Was zum Teil stimmt: Die Kommunen haben, um zu sparen, zentralisiert. Außerdem erfahren die alten Rathaus-Standorte und die Dörfer drum herum nicht mehr die gleiche Aufmerksamkeit wie früher: Das neue Rathaus und die Politiker sind weiter weg. Auch das stimmt, und deshalb hat jede Kommune mit Respekt vor sich selbst auch eine eigene Politik für den ländlichen Raum. Doch das kommt nicht bei allen Bürgern rüber. Sie erleben nur, dass Sonderburg ein neues Multikulturhaus bekommt, dass in Tondern ein neues Rathaus gebaut wird, dass die neue Multihalle in Apenrade platziert wird und der Streetdome in Hadersleben.

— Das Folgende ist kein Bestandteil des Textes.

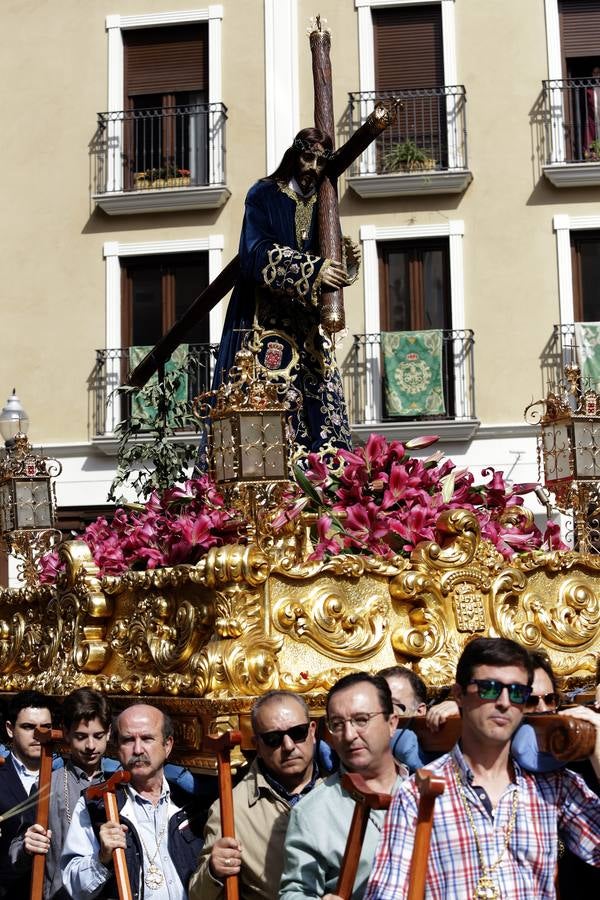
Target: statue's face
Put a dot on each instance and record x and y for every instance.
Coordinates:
(310, 167)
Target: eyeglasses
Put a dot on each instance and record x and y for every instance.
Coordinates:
(359, 722)
(274, 739)
(490, 689)
(533, 701)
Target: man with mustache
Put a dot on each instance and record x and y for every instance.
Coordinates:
(277, 296)
(160, 844)
(86, 726)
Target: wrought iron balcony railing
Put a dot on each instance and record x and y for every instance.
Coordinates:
(572, 116)
(363, 379)
(112, 369)
(160, 148)
(563, 349)
(429, 132)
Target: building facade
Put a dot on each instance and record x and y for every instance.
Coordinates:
(136, 128)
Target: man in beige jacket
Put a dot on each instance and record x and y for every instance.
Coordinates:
(282, 773)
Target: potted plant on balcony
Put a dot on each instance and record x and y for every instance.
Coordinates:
(164, 176)
(592, 152)
(406, 156)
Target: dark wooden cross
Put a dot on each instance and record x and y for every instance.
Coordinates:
(332, 305)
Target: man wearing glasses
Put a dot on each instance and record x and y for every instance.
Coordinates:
(495, 827)
(360, 721)
(282, 773)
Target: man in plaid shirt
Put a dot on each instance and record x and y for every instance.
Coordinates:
(495, 827)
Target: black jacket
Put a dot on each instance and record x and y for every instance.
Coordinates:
(184, 844)
(13, 883)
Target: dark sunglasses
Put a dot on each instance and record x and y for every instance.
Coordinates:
(490, 689)
(533, 701)
(274, 739)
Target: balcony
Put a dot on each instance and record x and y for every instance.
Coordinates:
(572, 121)
(111, 370)
(362, 373)
(160, 159)
(423, 151)
(564, 348)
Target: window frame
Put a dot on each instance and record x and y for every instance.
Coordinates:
(113, 252)
(117, 24)
(564, 225)
(366, 65)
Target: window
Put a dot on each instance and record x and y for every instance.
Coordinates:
(585, 257)
(414, 285)
(415, 297)
(408, 48)
(157, 291)
(579, 25)
(409, 61)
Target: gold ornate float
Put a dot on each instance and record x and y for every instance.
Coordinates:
(205, 640)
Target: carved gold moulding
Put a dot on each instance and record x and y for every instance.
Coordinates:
(204, 641)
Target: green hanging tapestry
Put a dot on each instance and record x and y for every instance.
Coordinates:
(177, 362)
(413, 383)
(587, 340)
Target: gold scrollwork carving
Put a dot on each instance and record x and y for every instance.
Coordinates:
(161, 632)
(233, 563)
(247, 667)
(568, 618)
(331, 625)
(237, 611)
(459, 534)
(419, 601)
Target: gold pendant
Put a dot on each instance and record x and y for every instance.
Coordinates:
(154, 878)
(486, 889)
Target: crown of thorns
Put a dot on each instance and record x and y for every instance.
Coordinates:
(302, 146)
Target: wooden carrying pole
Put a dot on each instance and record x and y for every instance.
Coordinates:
(106, 790)
(46, 737)
(365, 800)
(568, 739)
(430, 786)
(221, 745)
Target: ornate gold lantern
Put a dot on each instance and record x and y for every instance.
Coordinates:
(27, 502)
(248, 451)
(248, 443)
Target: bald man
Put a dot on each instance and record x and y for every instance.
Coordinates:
(160, 845)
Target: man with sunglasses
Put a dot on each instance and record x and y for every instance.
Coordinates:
(360, 720)
(495, 827)
(283, 772)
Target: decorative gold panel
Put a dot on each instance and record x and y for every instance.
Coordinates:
(205, 640)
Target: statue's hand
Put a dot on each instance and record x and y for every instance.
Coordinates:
(351, 257)
(334, 275)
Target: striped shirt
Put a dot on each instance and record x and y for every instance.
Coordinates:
(546, 804)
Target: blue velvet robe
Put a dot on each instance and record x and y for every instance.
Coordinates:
(276, 298)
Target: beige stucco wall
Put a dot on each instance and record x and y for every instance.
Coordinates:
(53, 69)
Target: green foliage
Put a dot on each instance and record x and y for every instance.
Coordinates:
(593, 151)
(150, 457)
(406, 156)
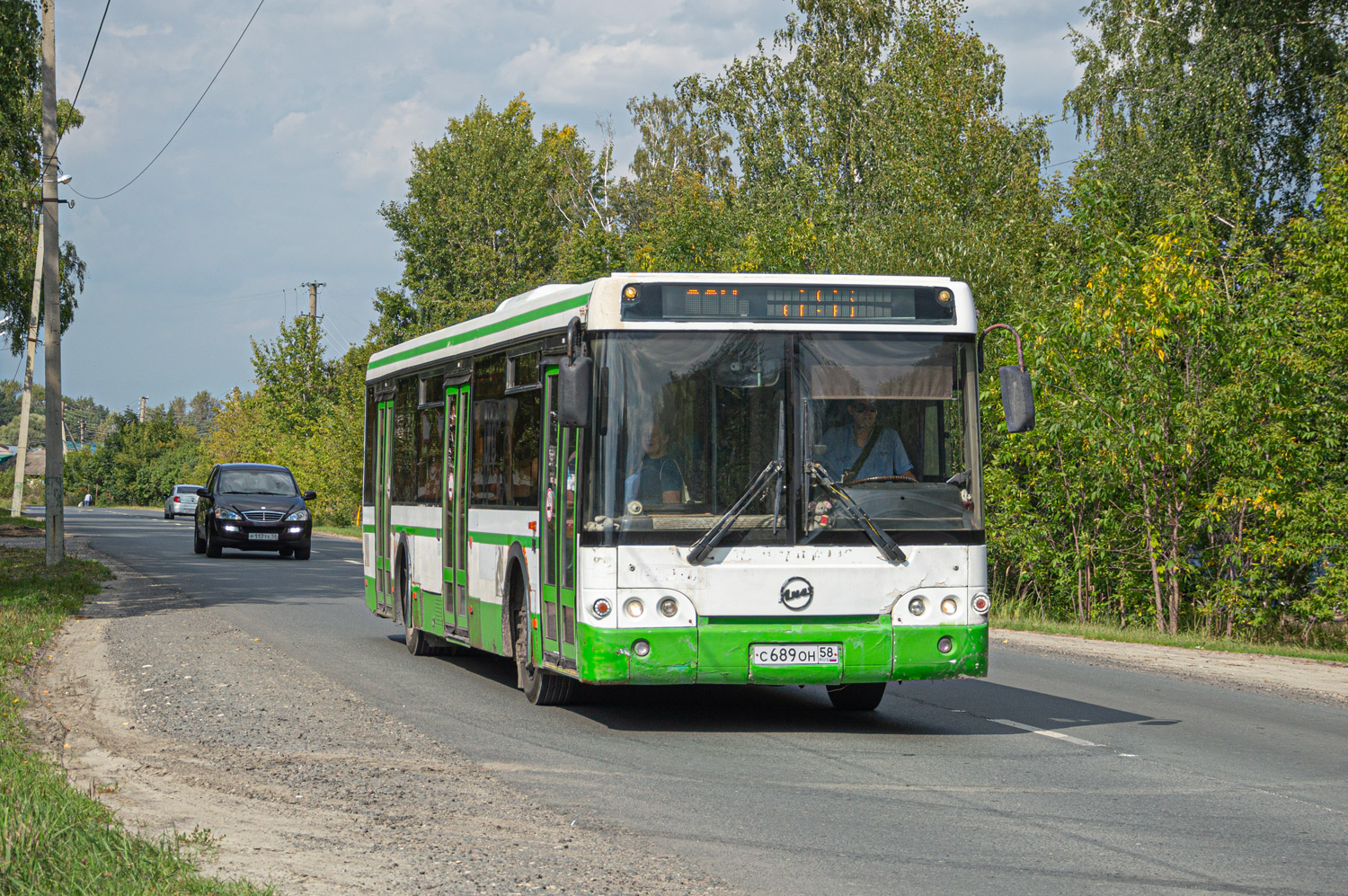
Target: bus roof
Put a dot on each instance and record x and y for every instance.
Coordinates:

Aber auch das muss sein. Eine Balance zwischen Stadt und Land bedeutet nicht, dass auch Guderup ein Multikulturhaus haben muss oder dass in Tingleff eine Halle mit Kapazität für 3.000 Zuschauer gebaut wird.

Unsere „Hauptstädte“ müssen auch Kraftzentren für die ganze Kommune sein – das schadet nicht dem ländlichen Raum. Für diesen müssen allerdings neue Lösungen gefunden werden: zum Beispiel bürgernahe Demokratie und Mitbestimmung sowie intelligente Transportlösungen mit guten Verbindungen, die von Kommunen und Nutzern bezahlt werden können. Das örtliche Vereinsleben, Schulen und Kindergärten benötigen Unterstützung. Nur dann gibt es eine Balance zwischen Stadt und Land.